= Al-Douri 'an Abi 'Amr recitation =

Recitation of the Quran

The Al-Douri 'an Abi 'Amr recitation (رواية الدوري عن أبي عمرو) is a riwayah of the Quran, transmitted by al-Douri from the Qiraʼat of Abu 'Amr ibn al-'Ala' al-Basri.

== Qira'at and riwayat ==

The Qiraʼat are different linguistic, lexical, phonetic, morphological and syntactical forms permitted with reciting the Quran. Differences between Qira'at are slight and include varying rules regarding the prolongation, intonation, and pronunciation of words, but also differences in stops, vowels, consonants, leading to different pronouns and verb forms, and less frequently, entire words.

Each of the ten Qira'at has two riwayat (sing: riwayah), which, although different from each other, are both considered acceptable ways to read the Quran.

The riwayah of the Quran that is in "general use" throughout most of the Muslim world today is that of Ḥafṣ on the authority of `Asim (Ḥafṣ being the Rawi, or "transmitter", and `Asim being the Qari or "reader"). However, the riwayah of Al-Douri 'an Abi 'Amr (the subject of this article) is dominant in Sudan and East Africa, and the riwayah of Warsh 'an Nafi' dominant in North (except Libya, where Qalun 'an Nafi' is dominant, Egypt, where the aforementioned Hafs is dominant, and Sudan, as described above) and West Africa.

== Chain of transmission ==
The riwayah is transmitted by Hafs al-Douri, on the authority of Yahya al-Yazidi, on the authority of Abu 'Amr ibn al-'Ala' al-Basri, from Mujahid ibn Jabr, from Abdullah ibn Abbas, from Ubayy ibn Ka'b, from Muhammad.
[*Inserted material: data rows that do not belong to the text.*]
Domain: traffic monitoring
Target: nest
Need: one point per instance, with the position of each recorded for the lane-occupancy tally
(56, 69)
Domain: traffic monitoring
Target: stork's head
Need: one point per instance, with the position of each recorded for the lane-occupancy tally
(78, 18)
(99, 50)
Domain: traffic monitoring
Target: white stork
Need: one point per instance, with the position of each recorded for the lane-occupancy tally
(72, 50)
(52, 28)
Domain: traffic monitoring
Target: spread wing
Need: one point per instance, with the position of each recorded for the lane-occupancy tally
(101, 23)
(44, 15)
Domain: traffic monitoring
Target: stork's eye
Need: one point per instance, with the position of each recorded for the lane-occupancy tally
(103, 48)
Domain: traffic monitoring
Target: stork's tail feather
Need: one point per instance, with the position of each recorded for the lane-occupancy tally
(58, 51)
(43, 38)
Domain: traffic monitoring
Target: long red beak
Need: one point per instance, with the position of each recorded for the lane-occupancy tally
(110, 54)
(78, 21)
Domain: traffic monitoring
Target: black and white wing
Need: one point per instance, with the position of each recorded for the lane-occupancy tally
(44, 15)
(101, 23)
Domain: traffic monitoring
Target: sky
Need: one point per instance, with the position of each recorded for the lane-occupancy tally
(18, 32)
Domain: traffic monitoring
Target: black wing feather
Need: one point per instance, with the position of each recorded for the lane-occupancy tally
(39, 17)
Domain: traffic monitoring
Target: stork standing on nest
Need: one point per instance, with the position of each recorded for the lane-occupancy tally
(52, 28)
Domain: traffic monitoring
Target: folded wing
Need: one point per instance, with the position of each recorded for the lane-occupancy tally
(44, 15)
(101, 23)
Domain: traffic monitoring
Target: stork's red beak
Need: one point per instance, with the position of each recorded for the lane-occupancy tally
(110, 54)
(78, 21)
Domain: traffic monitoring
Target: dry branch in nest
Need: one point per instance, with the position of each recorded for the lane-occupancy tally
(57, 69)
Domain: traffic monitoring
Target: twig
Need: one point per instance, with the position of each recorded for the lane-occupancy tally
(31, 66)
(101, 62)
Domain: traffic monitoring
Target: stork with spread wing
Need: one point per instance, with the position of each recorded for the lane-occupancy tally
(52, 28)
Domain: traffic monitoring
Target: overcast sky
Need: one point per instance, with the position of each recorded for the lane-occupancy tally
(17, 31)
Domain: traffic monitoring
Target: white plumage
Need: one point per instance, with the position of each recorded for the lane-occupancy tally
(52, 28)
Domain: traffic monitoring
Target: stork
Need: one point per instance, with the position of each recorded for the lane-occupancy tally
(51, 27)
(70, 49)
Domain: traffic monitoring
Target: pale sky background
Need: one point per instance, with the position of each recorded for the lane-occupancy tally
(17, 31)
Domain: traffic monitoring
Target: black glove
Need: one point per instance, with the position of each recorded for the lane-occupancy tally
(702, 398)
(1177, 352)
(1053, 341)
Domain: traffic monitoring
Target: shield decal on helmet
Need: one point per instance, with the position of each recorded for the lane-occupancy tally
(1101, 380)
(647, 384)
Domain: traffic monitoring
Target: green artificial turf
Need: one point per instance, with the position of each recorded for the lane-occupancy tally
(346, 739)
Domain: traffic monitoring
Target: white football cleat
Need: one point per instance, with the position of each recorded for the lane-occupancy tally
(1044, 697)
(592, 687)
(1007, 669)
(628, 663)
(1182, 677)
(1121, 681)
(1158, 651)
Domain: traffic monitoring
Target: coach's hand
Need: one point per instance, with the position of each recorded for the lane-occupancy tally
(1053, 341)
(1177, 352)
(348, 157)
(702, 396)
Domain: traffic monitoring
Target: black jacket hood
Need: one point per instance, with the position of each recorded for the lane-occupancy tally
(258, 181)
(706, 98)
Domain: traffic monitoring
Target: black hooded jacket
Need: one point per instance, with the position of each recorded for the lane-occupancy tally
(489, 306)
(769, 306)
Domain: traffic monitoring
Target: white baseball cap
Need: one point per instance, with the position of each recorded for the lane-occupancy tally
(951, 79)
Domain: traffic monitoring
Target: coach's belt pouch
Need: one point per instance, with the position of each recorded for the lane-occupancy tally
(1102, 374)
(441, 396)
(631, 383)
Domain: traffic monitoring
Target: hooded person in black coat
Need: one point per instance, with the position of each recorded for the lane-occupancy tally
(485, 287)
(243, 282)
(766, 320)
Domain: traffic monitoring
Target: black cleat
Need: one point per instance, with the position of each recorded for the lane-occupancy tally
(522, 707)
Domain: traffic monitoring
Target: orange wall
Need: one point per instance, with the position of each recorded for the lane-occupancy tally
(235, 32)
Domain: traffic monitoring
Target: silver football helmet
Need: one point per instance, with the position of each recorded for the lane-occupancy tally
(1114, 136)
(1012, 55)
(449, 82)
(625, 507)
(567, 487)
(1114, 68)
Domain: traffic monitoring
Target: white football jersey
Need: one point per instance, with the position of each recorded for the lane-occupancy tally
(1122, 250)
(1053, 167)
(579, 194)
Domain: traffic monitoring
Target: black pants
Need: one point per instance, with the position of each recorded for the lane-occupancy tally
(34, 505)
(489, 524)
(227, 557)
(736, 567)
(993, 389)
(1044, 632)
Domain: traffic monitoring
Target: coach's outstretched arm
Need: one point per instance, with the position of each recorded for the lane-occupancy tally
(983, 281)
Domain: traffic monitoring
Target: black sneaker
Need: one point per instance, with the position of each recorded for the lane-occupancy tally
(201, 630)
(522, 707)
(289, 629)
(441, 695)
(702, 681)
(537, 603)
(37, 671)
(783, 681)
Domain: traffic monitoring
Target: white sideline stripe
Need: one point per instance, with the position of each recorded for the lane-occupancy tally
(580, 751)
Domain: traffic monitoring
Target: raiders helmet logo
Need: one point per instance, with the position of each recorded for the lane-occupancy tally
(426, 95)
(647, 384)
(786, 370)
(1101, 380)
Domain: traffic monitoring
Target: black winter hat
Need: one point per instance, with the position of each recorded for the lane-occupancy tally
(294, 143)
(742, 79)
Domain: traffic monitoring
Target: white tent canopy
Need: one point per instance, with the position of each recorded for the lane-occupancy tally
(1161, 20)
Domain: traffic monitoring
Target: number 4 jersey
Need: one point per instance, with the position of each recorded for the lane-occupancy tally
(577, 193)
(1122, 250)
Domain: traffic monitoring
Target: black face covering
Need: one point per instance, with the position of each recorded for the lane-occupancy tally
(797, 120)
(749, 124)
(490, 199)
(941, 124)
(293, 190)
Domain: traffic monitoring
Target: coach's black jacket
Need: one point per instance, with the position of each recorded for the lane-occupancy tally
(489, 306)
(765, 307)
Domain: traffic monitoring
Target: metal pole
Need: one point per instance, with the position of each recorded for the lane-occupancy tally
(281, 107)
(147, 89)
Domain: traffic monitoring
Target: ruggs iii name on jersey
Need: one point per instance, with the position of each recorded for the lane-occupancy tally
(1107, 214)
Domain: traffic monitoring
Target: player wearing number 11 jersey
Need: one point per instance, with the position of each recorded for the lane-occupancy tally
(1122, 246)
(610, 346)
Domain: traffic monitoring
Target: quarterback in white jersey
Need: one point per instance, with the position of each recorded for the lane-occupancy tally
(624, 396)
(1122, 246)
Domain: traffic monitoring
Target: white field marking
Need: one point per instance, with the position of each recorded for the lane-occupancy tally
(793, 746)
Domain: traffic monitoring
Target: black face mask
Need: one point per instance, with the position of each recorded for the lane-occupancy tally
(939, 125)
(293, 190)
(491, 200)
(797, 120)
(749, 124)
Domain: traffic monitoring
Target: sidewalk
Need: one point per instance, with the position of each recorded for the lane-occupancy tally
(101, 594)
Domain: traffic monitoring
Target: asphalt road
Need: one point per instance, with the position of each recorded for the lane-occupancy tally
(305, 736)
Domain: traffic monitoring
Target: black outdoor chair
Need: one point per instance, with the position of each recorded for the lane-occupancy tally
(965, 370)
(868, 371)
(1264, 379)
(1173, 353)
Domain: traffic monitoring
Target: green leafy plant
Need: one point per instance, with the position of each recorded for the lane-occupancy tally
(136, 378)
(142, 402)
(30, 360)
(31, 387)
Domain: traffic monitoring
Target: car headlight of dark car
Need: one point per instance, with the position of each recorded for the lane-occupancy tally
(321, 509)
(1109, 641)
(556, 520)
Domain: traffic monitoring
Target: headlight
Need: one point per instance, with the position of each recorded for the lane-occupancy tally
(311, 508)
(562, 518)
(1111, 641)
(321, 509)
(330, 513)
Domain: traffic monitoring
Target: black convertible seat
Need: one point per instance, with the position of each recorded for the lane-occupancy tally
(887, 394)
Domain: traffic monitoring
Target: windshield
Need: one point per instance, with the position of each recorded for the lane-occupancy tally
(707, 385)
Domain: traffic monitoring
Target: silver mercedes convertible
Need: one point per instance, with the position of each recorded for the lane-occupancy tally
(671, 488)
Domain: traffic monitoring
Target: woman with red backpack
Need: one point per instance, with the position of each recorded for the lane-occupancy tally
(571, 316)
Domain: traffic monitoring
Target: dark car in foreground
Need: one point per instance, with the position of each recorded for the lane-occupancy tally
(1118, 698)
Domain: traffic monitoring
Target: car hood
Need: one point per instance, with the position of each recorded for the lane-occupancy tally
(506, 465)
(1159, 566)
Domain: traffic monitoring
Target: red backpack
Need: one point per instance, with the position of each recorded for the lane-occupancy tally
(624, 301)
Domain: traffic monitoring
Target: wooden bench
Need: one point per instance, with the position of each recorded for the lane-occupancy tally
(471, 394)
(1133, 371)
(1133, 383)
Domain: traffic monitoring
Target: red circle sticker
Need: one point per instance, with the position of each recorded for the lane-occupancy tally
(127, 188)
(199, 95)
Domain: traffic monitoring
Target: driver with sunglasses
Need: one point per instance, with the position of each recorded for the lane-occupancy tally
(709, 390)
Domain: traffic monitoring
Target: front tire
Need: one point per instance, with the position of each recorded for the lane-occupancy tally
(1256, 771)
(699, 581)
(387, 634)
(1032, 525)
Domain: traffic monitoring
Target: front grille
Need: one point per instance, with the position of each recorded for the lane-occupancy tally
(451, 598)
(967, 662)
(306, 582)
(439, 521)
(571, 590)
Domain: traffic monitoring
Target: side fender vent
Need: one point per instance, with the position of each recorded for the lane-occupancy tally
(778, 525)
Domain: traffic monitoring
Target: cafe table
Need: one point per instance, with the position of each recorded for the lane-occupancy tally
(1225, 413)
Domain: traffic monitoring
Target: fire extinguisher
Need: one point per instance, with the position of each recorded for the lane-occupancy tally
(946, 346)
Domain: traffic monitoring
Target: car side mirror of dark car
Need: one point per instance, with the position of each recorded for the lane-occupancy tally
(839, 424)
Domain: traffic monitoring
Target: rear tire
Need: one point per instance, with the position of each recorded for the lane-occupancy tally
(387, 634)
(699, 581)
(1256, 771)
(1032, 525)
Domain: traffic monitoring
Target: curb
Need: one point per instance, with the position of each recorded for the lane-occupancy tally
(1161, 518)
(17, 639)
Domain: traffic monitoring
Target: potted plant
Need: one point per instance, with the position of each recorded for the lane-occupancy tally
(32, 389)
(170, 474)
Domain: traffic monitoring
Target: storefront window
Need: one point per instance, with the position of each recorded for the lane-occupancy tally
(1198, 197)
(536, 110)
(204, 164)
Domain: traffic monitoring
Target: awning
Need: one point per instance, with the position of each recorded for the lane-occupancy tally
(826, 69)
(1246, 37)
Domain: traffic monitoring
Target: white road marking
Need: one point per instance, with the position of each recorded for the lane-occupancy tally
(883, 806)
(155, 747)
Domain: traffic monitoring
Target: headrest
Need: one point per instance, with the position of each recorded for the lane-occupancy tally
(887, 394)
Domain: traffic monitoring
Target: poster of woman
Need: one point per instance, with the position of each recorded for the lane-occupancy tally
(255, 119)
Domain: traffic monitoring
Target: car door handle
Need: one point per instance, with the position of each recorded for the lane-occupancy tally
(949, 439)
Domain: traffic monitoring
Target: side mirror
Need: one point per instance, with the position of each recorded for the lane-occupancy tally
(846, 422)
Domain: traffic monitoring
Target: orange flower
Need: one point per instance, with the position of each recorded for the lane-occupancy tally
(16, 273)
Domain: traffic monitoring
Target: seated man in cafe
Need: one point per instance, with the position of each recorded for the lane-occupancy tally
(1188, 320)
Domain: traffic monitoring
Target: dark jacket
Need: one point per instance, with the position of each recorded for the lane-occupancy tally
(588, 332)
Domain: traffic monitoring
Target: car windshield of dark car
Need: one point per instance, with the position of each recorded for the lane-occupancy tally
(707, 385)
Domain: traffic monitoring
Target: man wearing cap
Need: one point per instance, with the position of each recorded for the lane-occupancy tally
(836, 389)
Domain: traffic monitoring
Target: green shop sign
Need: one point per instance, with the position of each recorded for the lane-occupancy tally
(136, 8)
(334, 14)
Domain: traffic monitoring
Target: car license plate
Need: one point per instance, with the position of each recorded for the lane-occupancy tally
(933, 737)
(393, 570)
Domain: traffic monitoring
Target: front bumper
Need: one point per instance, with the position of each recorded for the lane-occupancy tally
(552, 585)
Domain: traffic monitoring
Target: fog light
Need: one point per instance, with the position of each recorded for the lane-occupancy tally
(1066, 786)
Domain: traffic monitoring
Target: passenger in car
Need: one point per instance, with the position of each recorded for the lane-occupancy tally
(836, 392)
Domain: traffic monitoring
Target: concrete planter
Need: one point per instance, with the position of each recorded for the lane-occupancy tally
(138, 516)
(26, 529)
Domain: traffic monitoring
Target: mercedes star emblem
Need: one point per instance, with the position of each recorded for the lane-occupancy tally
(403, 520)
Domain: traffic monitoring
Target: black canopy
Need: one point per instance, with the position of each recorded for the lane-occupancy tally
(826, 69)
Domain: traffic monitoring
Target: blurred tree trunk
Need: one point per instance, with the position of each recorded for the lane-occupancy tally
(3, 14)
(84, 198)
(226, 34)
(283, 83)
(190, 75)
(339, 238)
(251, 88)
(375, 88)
=== Abu 'Amr ibn al-'Ala' al-Basri ===
Abu 'Amr ibn al-'Ala' al-Basri was a Qāriʾ from a branch of the Banu Tamim, He studied under Ibn Abi Ishaq, and was a renowned scholar of Arabic grammar in addition to his knowledge of the Quran, founding the Basran school of grammar. Among his own pupils were Al-Khalil ibn Ahmad al-Farahidi, Yunus ibn Habib and Harun ibn Musa. Although he never met Sibawayhi, the ethnic Persian considered the father of Arabic grammar, Sibawayhi quotes from Abu 'Amr 57 times in his well-known Kitab, mostly by transmission from Ibn Habib and al-Farahidi.

In addition to Al-Soussi, Ibn al-'Ala's Qira'ah was also transmitted by Al-Duri.

=== Hafs al-Douri ===
Hafs al-Douri was a Qari' who learnt the Quran in the Qira'ah of Abu 'Amr through Yahya al-Yazidi. A member of the Azd tribe, he was born in Samarra, and died in Baghdad. A simple and pious man, he lost his sight in his old age.

== Characteristics ==
The riwayah employs taqlil and imalah, differentiating it from the well-known Hafs recitation although this a fairly common characteristic between most recitations.

== History and current spread ==
Historically, the riwayah was the most popular in the mashriq, i.e. the eastern Islamic world. However, largely due to Ottoman influence, the Hafs recitation spread in these regions and the al-Douri recitation is now confined to Somalia, east Africa and some parts of Sudan.